Keywords: cavitation; microcirculation; muscle perfusion; peripheral artery disease; ultrasound.

Copyright © 2020 American College of Cardiology Foundation. Published by Elsevier Inc. All rights reserved.

Figures

FIGURE 1. Ultrasound Schemes for Producing Cavitation

(A) Schematic showing that at low line density, microbubble cavitation within each electronically focused line occurs at the intended high acoustic pressure, yet between-line gaps can result in regions where high-pressure cavitation does not occur. At high line density, gaps are eliminated, but microbubble inertial cavitation from pressures above the CT can occur from neighboring lines at a lower than intended pressure. (B) Relative pressure measurements from calibrated hydrophone and those generated by the simulation program illustrating close correlation with regard to pressure distribution in the lateral dimension for a 3-line frame. (C) Simulated line profiles in the axial-lateral dimensions for the 17-, 33-, and 65-line settings; elevational pressure dimensions. Side-lobes or “grating lobes” are detected near the focus. Relative pressure scale is shown at left. CT = cavitation threshold.

FIGURE 2. Spatial Assessment of Microbubble Cavitation

(A) Example of images obtained using contrast-enhanced ultrasound imaging showing the spatial pattern of inertial cavitation (destruction) of stationary microbubbles in a gel phantom with the therapeutic probe oriented at orthogonal plane. Images are shown before exposure and every 5 frames. Therapeutic beam elevational plane is represented by the vertical dimension of microbubble clearing with thin flanking elevational side-lobes. The dashed and dotted lines illustrate ROI to span the elevational plane with and without side-lobes. Graphs illustrate mean (±SEM) normalized contrast intensity in the elevational plane ROI without (B) and with side-lobes (C); and the contrast-free area in the elevational plane with (D) and without (E) side-lobes. ROI = regions of interest.

FIGURE 3. Flow Augmentation in the Murine Hindlimb According to Line Density and Pulse Duration

(A) Example of time-intensity data (graph) and corresponding background-subtracted color-coded contrast-enhanced ultrasound images at various time intervals (seconds) after the destructive pulse-sequence illustrating flow augmentation in the hindlimb exposed to US (33 line-density; 40-cycle pulse) compared with the contralateral control leg. The regions of interest are shown by dashed lines in the first frame. The bar graphs illustrate mean (±SEM) microvascular flux rate (β-value) for (B) 17-line, (C) 33-line, and (D) 65-line density settings using different pulse durations. *p < 0.05 versus corresponding control limb; †p < 0.05 versus 5-cycle. US = ultrasound.

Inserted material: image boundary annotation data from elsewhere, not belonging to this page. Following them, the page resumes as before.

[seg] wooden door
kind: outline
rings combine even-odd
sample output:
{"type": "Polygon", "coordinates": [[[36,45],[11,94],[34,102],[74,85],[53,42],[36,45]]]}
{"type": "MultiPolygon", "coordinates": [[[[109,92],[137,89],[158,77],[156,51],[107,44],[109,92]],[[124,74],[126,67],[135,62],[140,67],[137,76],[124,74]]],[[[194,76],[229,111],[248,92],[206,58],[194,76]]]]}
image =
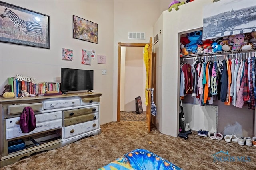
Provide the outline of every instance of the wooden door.
{"type": "Polygon", "coordinates": [[[148,63],[149,66],[148,67],[148,87],[147,89],[148,94],[148,106],[147,106],[146,111],[146,123],[148,127],[148,132],[151,131],[150,125],[151,124],[151,91],[152,88],[152,37],[150,37],[149,42],[148,44],[148,63]]]}
{"type": "MultiPolygon", "coordinates": [[[[117,121],[120,121],[120,77],[121,77],[121,47],[144,47],[146,44],[148,45],[148,53],[149,59],[149,76],[148,77],[147,80],[148,82],[150,82],[150,84],[148,84],[148,88],[151,88],[151,80],[152,80],[152,37],[150,37],[149,43],[123,43],[118,42],[118,75],[117,75],[117,121]]],[[[148,104],[147,106],[146,115],[146,123],[147,126],[148,127],[148,132],[150,131],[150,124],[151,124],[151,105],[150,104],[151,101],[151,91],[148,90],[148,94],[149,96],[148,100],[148,104]]]]}

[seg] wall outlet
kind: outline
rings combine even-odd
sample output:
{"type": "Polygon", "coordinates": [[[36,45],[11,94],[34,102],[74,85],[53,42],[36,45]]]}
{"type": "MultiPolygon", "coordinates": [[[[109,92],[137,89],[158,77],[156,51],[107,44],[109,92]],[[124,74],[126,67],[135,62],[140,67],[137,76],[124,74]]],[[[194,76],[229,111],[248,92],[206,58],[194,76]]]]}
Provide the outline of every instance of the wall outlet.
{"type": "Polygon", "coordinates": [[[102,70],[102,75],[107,75],[106,70],[102,70]]]}

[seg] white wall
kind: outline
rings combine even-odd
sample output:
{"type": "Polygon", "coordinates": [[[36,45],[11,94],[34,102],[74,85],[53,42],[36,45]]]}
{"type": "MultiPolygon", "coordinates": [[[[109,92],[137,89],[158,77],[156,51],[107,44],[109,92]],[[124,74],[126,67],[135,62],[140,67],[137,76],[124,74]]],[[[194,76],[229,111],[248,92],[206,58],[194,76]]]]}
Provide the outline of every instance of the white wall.
{"type": "Polygon", "coordinates": [[[169,1],[114,1],[114,17],[113,121],[117,120],[118,43],[148,43],[153,37],[153,25],[169,1]],[[128,39],[128,32],[144,32],[145,40],[128,39]]]}
{"type": "Polygon", "coordinates": [[[34,77],[36,82],[60,82],[61,67],[92,70],[93,91],[103,94],[100,124],[117,120],[117,43],[148,43],[152,36],[153,25],[170,3],[168,0],[4,2],[50,16],[51,48],[1,43],[1,92],[7,78],[17,74],[34,77]],[[98,44],[72,38],[73,15],[98,24],[98,44]],[[129,31],[145,32],[146,39],[128,40],[129,31]],[[62,48],[73,50],[72,61],[62,60],[62,48]],[[94,59],[91,66],[81,64],[82,49],[94,49],[96,55],[106,55],[107,64],[98,64],[94,59]],[[102,69],[107,70],[107,75],[102,75],[102,69]]]}
{"type": "Polygon", "coordinates": [[[100,123],[112,121],[114,2],[4,1],[50,16],[51,48],[49,49],[1,43],[1,92],[7,84],[7,78],[17,74],[35,78],[36,82],[60,82],[61,67],[92,70],[94,71],[93,91],[103,94],[100,100],[100,123]],[[98,44],[72,38],[73,15],[98,24],[98,44]],[[62,60],[62,48],[73,50],[72,61],[62,60]],[[106,55],[107,64],[98,64],[95,59],[92,60],[90,66],[82,64],[82,49],[94,49],[96,55],[106,55]],[[107,75],[102,75],[102,69],[107,70],[107,75]]]}

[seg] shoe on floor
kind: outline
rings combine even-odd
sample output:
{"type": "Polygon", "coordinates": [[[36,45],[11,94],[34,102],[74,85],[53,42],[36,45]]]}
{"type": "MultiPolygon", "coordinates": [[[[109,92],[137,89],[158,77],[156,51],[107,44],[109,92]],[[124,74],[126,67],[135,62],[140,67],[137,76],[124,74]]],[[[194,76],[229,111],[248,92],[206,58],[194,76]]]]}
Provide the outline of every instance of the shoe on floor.
{"type": "Polygon", "coordinates": [[[252,138],[252,145],[254,147],[256,147],[256,137],[252,138]]]}
{"type": "Polygon", "coordinates": [[[189,131],[190,130],[191,130],[191,129],[189,127],[189,123],[186,123],[185,125],[185,131],[189,131]]]}
{"type": "Polygon", "coordinates": [[[231,137],[230,135],[226,135],[224,137],[225,141],[227,142],[231,142],[231,137]]]}
{"type": "Polygon", "coordinates": [[[216,139],[222,140],[223,139],[223,135],[220,133],[216,133],[216,139]]]}
{"type": "Polygon", "coordinates": [[[252,138],[250,137],[246,137],[245,138],[245,143],[246,146],[252,146],[252,138]]]}
{"type": "Polygon", "coordinates": [[[238,138],[238,144],[240,145],[244,145],[245,142],[245,138],[242,136],[240,136],[238,138]]]}
{"type": "Polygon", "coordinates": [[[238,138],[236,136],[234,135],[230,135],[231,137],[231,140],[233,142],[237,142],[238,141],[238,138]]]}
{"type": "Polygon", "coordinates": [[[207,137],[207,136],[208,136],[208,131],[204,130],[202,131],[202,136],[204,137],[207,137]]]}
{"type": "Polygon", "coordinates": [[[198,136],[202,136],[203,135],[203,130],[202,129],[197,131],[197,135],[198,136]]]}
{"type": "Polygon", "coordinates": [[[216,139],[216,134],[215,132],[210,132],[208,133],[208,136],[210,139],[216,139]]]}
{"type": "Polygon", "coordinates": [[[178,136],[182,138],[184,138],[184,139],[185,140],[188,138],[188,135],[184,133],[179,133],[178,136]]]}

FIGURE 4. Optical Imaging of Adenosine Triphosphate After Limb Contrast US

Mean (±SEM) photon flux in the US-exposed and contralateral limb measured 5 min (A) and 20 min (B) after contrast-enhanced ultrasound. *p < 0.01 versus contralateral. Inset images show examples from mice treated with 17-line, 40-cycle conditions at each time interval. Abbreviation as in Figure 3.

FIGURE 5. Augmentation in Limb Skeletal Muscle Perfusion in Humans

Examples of (A) contrast-enhanced ultrasound images of the calf after a destructive pulse sequence, and (B) corresponding time-intensity curves from a healthy subject before and after therapeutic cavitation with contrast-enhanced ultrasound. An increase in flow (A×β) was attributable to an increase in flux rate (β-value) and microvascular blood volume (plateau intensity). Graphs display MBF in the US-exposed and contralateral calf before, immediately after, and 1 h after exposure to (C) US alone in healthy controls; (D) CEU in healthy controls; and (E) contrast-enhanced ultrasound in subjects with peripheral artery disease. *p < 0.05 versus baseline. BG = background; MB = microbubbles; MBF = microvascular blood flow. Other abbreviation as in Figure 3.

CENTRAL ILLUSTRATION. Ultrasound Exposure of the Calf Skeletal Muscle During Infusion of Ultrasound Contrast Agents Results in Microbubble Inertial Cavitation

The shear-mediated release of ATP results in production of various vasodilator compounds including NO, prostanoids, and adenosine, all of which produce regional vasodilation. ATP = adenosine triphosphate; NO = nitric oxide.